Directors will be familiar with the recommendations of the Taskforce on Climate-related Financial Disclosures, which preceded the TNFD, and are now mandatory for many UK companies. Boards should expect similar requirements for nature, particularly after the Environmental Audit Committee recommended the UK government introduce compulsory TNFD disclosures over the next three to five years.
The legal and regulatory trajectory is likely to go beyond requiring assessment and disclosure of nature-related risks. Both legal opinions make clear that company directors should themselves take steps to avoid personal liability by keeping pace with these rapidly evolving market dynamics. This will require becoming familiar with, and managing exposure to, nature risk as part of ordinary company management.
To date, financial models have been the primary decision-making tool in the boardroom.

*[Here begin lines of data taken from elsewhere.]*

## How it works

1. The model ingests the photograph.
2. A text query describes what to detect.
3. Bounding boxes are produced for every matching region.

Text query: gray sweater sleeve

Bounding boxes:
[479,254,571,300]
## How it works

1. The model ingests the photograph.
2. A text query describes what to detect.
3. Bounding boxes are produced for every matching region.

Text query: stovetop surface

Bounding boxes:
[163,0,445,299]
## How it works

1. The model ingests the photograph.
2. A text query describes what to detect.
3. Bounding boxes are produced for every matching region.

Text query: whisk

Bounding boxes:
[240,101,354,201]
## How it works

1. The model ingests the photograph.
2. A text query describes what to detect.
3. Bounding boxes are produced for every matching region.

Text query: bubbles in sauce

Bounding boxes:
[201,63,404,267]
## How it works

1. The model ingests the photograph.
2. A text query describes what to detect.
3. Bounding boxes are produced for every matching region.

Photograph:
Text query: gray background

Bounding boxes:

However, governance bodies need to understand the limitations of the methods they have historically relied upon and where there are opportunities to do things better. Boards have generally not adopted this wider lens when assessing and managing business risk. Meanwhile, the global risk profile has changed.
There are three takeaway questions. Does your board include people who know about these issues? Is your board capable of seeking and taking on the advice required to respond? Is your board actively taking steps to understand and mitigate these risks, while also looking to seize upside opportunities?
Time is running out if we are to safeguard the natural world in a way that enables humanity to flourish. The expectations on businesses in responding to these global challenges are changing, and directors should be prepared.